L’occidente attacca di nuovo; affonda il coltello nel centro stesso, nel cuore del mondo arabo.

Questa volta prende di mira il gruppo – l’ISIS – che esso stesso ha creato e che è andato armando, alimentando e coccolando fino a pochissimo tempo addietro.

Volano aerei e missili e cadono bombe. La guerra è iniziata.

Ma è davvero una guerra o solo un gioco brutale, una gigantesca Playstation manovrata in Medio Oriente da migliaia di maniaci intossicati del Pentagono e di tutta Washington, Bruxelles e di altre capitali servili?

Una guerra, dopotutto, si ha quando due parti si confrontano, quando due parti si battono, quando due parti rischiano le loro vite.

In questa ‘guerra’ surreale e postmoderna la sola vittima sarà il popolo del Medio Oriente, per la maggior parte civili. Le loro vite saranno messe a rischio da quelli che se ne stanno seduti, al sicuro, sui loro bombardieri e nelle loro sale controllo, centinaia e a migliaia di miglia di distanza, a bere caffè e a scambiarsi battute.

Gli Uebermenschen dell’occidente non scenderanno dal cielo, per combattere, uomo a uomo, per minimizzare le vittime tra la popolazione civile. Gli assassinii saranno compiuti da Tomahawks e F22 (almeno quelli hanno piloti veri) e da droni.

In realtà questa non è una guerra, bensì un massacro, un omicidio di massa.

Un altro massacro. Questo può durare molto a lungo e prendersi milioni di vite umane nelle situazioni più brutali.

I leader dell’occidente sono pronti … a sacrificare le vite degli “altri”; il regime è pronto. Lo si può leggere sul volto di Obama, e sul volto di Cameron.

***

l’impero ha scatenato attacchi contro la sua stessa creazione, lo Stato Islamico o ISIS, come è noto qui in Medio Oriente. Innumerevoli quadri dell’ISIS sono stati armati e addestrati nei campi profughi gestiti dalla NATO in Turchia e Giordania, proprio sul confine siriano. E lo scopo principale dell’ISIS consisteva nel destabilizzare e distruggere il governo di Bashar al-Assad a Damasco.

L’ISIS non è spuntato dal nulla. Né è una specie di movimento spontaneo. Come le forze dei mujaheddin in Afghanistan, che combatterono sia la Repubblica Democratica dell’Afghanistan (DRA) e poi l’Unione Sovietica, l’ISIS è stato pagato e addestrato dagli Stati Uniti e dai loro alleati.

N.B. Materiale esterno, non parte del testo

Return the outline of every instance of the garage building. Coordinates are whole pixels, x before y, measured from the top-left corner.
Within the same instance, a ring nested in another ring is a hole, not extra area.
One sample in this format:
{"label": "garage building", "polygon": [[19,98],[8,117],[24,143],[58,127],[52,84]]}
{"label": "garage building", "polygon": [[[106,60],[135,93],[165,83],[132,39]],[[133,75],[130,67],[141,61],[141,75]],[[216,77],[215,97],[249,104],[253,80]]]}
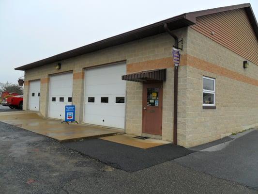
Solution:
{"label": "garage building", "polygon": [[258,125],[258,40],[249,3],[183,14],[16,68],[23,109],[63,120],[74,105],[79,123],[185,147],[219,139]]}

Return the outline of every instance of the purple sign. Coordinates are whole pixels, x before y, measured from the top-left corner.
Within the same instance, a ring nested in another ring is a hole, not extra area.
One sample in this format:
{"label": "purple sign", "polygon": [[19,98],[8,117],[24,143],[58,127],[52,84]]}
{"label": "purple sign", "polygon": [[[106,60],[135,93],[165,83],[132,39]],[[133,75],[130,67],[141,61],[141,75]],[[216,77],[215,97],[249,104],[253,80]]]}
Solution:
{"label": "purple sign", "polygon": [[172,49],[172,55],[175,66],[179,66],[179,63],[180,62],[180,52],[179,52],[179,50],[175,48],[173,48]]}

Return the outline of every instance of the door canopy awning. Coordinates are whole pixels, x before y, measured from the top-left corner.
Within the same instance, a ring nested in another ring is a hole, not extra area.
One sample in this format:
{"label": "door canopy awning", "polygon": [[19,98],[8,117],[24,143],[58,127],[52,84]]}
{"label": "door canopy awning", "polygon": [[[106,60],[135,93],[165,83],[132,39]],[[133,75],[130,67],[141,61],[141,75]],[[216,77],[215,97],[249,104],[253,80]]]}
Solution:
{"label": "door canopy awning", "polygon": [[143,82],[148,81],[166,81],[167,69],[141,71],[122,76],[122,80]]}

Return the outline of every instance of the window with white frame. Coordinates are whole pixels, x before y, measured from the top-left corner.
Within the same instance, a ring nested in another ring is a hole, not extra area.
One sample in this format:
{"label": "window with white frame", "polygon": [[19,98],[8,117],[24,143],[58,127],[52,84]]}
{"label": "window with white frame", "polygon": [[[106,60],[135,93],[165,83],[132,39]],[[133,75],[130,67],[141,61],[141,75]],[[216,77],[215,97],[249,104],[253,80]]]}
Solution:
{"label": "window with white frame", "polygon": [[215,81],[213,78],[203,76],[203,106],[215,106]]}

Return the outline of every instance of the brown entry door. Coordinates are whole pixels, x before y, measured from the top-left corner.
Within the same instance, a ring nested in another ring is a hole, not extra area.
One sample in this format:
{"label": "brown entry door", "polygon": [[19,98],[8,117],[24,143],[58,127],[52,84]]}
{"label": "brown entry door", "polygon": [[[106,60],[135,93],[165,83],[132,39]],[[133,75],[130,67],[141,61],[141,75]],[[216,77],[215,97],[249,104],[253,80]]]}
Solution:
{"label": "brown entry door", "polygon": [[143,83],[142,132],[161,135],[163,82]]}

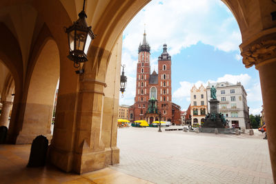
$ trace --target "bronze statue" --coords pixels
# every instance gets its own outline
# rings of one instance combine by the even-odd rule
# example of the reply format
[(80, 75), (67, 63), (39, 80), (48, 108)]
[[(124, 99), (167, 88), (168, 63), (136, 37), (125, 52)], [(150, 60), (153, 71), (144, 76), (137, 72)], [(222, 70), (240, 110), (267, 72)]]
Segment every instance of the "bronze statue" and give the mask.
[(212, 85), (211, 88), (211, 99), (217, 99), (217, 90), (215, 88), (214, 85)]

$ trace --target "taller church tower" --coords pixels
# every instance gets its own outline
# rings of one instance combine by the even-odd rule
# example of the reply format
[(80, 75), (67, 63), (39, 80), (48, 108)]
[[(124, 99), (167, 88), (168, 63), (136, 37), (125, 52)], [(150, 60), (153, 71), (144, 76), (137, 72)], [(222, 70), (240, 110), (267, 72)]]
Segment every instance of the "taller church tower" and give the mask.
[(135, 103), (135, 119), (142, 119), (148, 109), (148, 79), (150, 74), (150, 47), (146, 41), (146, 31), (143, 43), (138, 48), (138, 63), (136, 76), (136, 96)]

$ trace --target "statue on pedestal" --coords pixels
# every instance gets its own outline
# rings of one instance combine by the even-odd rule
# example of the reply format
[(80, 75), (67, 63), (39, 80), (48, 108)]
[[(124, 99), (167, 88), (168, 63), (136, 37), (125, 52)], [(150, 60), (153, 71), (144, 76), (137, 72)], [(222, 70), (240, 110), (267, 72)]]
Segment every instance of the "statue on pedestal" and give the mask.
[(215, 88), (214, 85), (212, 85), (211, 88), (211, 99), (217, 99), (217, 90)]

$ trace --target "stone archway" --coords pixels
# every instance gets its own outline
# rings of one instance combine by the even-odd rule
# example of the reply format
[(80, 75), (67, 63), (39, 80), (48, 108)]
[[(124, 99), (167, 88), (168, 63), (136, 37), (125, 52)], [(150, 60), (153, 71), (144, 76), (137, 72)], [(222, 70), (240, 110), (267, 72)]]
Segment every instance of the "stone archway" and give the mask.
[(30, 143), (40, 134), (51, 139), (50, 125), (59, 78), (59, 50), (55, 41), (48, 39), (38, 56), (30, 79), (22, 130), (17, 143)]

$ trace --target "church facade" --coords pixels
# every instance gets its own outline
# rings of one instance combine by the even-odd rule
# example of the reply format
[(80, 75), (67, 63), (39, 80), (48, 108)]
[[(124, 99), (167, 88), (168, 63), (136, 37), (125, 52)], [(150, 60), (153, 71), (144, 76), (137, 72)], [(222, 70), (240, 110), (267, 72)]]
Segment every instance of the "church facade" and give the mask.
[(171, 57), (167, 45), (158, 57), (158, 73), (150, 73), (150, 47), (144, 33), (138, 48), (136, 95), (135, 104), (130, 108), (130, 121), (146, 120), (148, 123), (159, 120), (181, 125), (181, 108), (172, 102)]

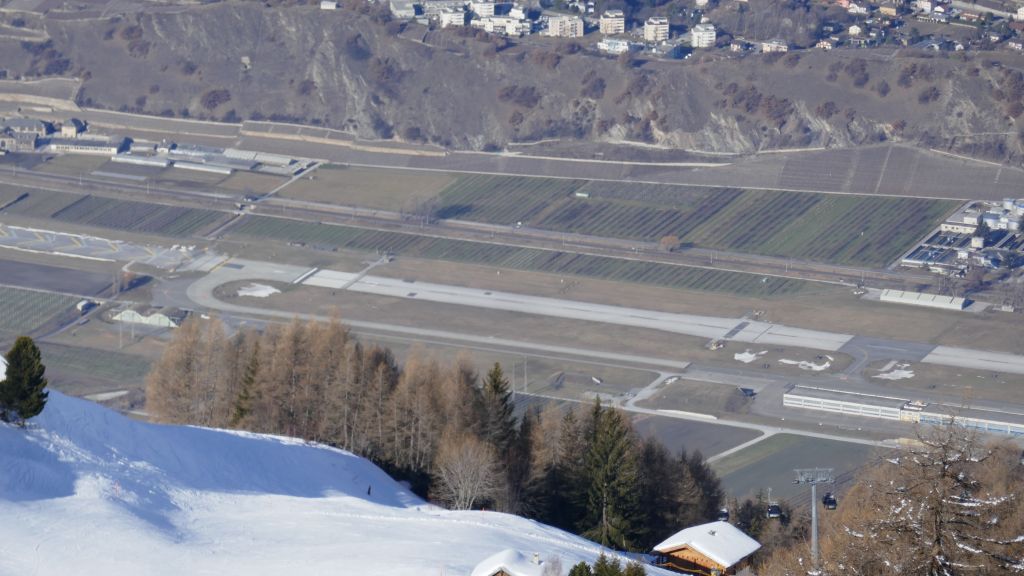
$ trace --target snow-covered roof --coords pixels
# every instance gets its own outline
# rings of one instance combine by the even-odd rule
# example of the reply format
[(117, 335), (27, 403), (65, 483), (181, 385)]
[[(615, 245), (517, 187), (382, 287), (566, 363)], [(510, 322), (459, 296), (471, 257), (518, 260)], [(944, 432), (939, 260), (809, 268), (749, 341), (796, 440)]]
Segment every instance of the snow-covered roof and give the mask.
[(684, 546), (730, 567), (757, 551), (761, 544), (728, 522), (710, 522), (676, 532), (654, 546), (654, 551), (668, 553)]
[(510, 576), (541, 576), (544, 562), (527, 558), (519, 550), (504, 549), (477, 564), (472, 576), (494, 576), (502, 571)]

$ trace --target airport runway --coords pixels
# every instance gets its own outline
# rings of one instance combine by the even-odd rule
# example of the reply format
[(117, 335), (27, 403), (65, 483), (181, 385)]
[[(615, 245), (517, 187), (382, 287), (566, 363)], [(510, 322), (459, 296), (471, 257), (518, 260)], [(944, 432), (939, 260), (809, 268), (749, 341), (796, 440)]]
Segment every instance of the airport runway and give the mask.
[(303, 284), (381, 296), (649, 328), (709, 340), (731, 339), (835, 352), (853, 337), (848, 334), (805, 330), (766, 322), (672, 314), (376, 276), (359, 278), (356, 274), (335, 271), (319, 271), (305, 279)]

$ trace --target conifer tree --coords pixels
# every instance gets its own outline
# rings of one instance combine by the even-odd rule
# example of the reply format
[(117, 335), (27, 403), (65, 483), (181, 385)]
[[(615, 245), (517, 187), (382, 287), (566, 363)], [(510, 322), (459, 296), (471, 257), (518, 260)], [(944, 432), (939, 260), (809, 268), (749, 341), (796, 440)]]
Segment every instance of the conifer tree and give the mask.
[(594, 406), (591, 434), (584, 536), (631, 548), (637, 543), (640, 511), (636, 441), (623, 415), (602, 408), (600, 401)]
[(259, 373), (259, 340), (253, 345), (252, 356), (246, 364), (246, 373), (242, 376), (239, 396), (234, 399), (231, 420), (228, 425), (239, 427), (252, 413), (253, 393), (256, 389), (256, 375)]
[(515, 440), (512, 392), (502, 365), (495, 363), (483, 380), (483, 438), (504, 456)]
[(19, 336), (4, 358), (7, 373), (0, 381), (0, 419), (24, 426), (46, 406), (46, 367), (29, 336)]

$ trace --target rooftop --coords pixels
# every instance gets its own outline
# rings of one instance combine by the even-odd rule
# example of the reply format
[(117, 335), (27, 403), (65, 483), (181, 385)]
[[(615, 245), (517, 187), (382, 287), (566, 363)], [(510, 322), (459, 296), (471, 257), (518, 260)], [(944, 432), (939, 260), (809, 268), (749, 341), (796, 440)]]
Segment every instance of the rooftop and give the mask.
[[(730, 567), (756, 552), (761, 544), (728, 522), (710, 522), (676, 532), (654, 546), (654, 551), (668, 553), (684, 547)], [(473, 576), (477, 576), (475, 572)]]

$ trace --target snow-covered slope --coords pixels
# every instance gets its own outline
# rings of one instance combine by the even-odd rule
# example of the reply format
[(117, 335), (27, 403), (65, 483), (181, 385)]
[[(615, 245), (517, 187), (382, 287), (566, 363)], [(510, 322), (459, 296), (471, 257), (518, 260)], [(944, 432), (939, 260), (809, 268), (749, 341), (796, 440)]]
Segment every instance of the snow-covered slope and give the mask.
[(0, 574), (460, 575), (503, 548), (566, 570), (600, 551), (437, 508), (294, 439), (141, 423), (56, 392), (28, 429), (0, 424)]

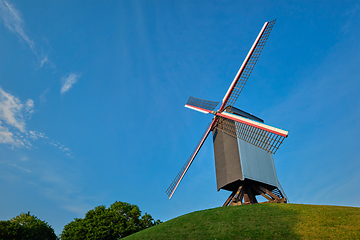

E’ una tattica comune utilizzata dall’occidente identificare e allevare le forme più radicali di islamismo, compreso il wahabismo, che ora strangola l’Arabia Saudita e altri paesi della regione.

Mi è stato detto a Istanbul da un documentarista di spicco della Ulusal TV, Serkan Koc, che ha prodotto diversi lavori pionieristici sul tema dell’”opposizione siriana”:

“Naturalmente capisci che quelli non sono realmente l’”opposizione siriana”. Sono legionari moderni raccolti in vari paesi arabi, tra cui Qatar e Arabia Saudita, pagati da potenze imperialiste occidentali. Alcuni sono membri di al-Qaeda e di altre organizzazioni terroristiche. Nella maggior parte sono mussulmani sunniti. Li si potrebbe descrivere come elementi canaglia arruolati per combattere il governo di Assad”.

Mi sono occupato di quei confini per oltre due anni, spesso rischiando la vita, occasionalmente subendo molestie e incarcerazioni da parte dei servizi segreti turchi.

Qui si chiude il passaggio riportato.